I had been asked why I talk about offspring “production” and “re-production” rather than the more common replication (for asexuals) or reproduction (for sexuals). The reason I use the term “offspring production” is that reproduction or replication has not taken place until the complete life-cycle has been repeated. Consider for example a semelparous (“big bang”) life cycle in which individuals grow and then produce offspring all at the end of the life cycle. Such an individual grows and produces offspring, but its life cycle has not actually been repeated until those offspring have grown and produced offspring in turn – i.e. until grand-offspring have been born. Until then, it is more logical to say the parents have “produced” offspring rather than saying they have replicated or reproduced.

As for the term “re-production”, it obviously means something like ‘producing again’. Much of the literature in evolutionary ecology uses the term “offspring quality” vaguely without specifying what is meant, e.g. see the discussion in an article by Wilson et. al. in TREE in April on “What is individual quality? (gated). I am saying what I mean (and commonly what others implicitly mean) that by making fewer larger as opposed to more numerous smaller spores, gametes, offspring etc. (and more generally engaging in parental care), parents are assisting their offspring with producing their own offspring in turn. But if I said “reproduce” it would be confused with the conventional meaning i.e. what I mean by produce. So I emphasize the ‘again’ by calling it “re-produce”. Specifically, just as the low-density in size relative to resources favouring consumption can be contrasted with the high-density favouring digestion (deriving more breakdown products from each unit of food consumed), the low-density in numbers favouring offspring production can be contrasted with the high-density favouring re-production (deriving more grand-offspring from each offspring produced).

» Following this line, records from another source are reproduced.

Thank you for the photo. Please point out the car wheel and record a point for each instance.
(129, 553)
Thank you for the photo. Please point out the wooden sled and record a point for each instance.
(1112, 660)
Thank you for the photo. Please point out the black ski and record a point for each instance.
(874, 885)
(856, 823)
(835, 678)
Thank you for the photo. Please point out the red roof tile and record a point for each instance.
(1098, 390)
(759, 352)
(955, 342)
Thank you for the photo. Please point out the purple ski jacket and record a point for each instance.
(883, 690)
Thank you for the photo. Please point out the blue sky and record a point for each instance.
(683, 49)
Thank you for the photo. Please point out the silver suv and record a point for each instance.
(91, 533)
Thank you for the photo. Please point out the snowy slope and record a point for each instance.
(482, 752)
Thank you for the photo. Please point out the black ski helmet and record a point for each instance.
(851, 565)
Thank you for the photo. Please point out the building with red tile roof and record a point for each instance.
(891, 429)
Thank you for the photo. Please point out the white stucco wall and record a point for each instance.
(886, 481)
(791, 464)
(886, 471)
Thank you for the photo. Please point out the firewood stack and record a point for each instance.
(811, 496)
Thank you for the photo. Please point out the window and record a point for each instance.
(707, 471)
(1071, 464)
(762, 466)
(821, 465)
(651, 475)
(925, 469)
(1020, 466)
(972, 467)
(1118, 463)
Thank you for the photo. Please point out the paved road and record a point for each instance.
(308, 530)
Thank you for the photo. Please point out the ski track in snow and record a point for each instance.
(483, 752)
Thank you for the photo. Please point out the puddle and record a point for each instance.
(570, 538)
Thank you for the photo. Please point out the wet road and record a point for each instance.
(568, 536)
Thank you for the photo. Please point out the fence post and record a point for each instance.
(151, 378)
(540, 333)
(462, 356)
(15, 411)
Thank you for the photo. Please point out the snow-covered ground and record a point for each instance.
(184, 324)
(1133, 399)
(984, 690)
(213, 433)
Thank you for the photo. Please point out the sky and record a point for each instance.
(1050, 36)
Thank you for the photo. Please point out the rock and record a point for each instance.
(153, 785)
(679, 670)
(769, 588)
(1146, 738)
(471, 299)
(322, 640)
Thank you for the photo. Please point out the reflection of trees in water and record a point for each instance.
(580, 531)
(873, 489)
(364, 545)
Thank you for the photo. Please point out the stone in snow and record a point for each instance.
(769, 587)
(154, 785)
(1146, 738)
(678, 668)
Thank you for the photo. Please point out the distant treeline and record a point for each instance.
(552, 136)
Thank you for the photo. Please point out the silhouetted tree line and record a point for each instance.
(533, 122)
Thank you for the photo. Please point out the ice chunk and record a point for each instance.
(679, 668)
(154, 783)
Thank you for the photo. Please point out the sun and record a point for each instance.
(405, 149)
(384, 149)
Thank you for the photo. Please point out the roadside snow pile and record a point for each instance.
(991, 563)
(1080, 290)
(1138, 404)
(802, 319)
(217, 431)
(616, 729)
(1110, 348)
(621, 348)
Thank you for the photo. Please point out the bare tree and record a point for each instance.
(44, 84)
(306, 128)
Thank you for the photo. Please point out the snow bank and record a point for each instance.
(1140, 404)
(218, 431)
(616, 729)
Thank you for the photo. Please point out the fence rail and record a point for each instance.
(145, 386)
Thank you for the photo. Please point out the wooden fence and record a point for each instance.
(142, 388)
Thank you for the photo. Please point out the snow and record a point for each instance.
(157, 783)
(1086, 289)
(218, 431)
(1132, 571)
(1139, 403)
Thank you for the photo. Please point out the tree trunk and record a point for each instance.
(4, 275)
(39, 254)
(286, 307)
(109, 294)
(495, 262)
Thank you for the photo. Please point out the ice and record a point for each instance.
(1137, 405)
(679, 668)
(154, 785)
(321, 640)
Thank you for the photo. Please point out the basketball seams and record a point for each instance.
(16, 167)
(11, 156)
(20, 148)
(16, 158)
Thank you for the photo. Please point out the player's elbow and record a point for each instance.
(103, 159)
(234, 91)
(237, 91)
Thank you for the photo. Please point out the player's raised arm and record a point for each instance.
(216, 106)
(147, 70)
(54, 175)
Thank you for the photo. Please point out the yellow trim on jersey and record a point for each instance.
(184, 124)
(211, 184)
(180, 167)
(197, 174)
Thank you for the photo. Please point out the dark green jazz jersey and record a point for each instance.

What has all this to do with mentorship in science? Well using data from some 7,259 mathematicians who graduated between 1900 and 1960, Malmgren et. al. showed not only that success in science (number of publications, USNAS membership) is correlated with mentorship fecundity, but that the same trade-off discussed above between production and re-production obtains there. Mentors with low fecundity (< 3) train protégés that go on to have fecundities 37% higher than expected throughout their careers. “Somewhat counter-intuitive”? Not at all. All other things being equal, as all evolutionists know there is a trade-off between quantity and quality of offspring and, it should be emphasized, high quality offspring go on to produce more grand-offspring. The meaning of their other findings is less obvious however and will be the topic of a later post.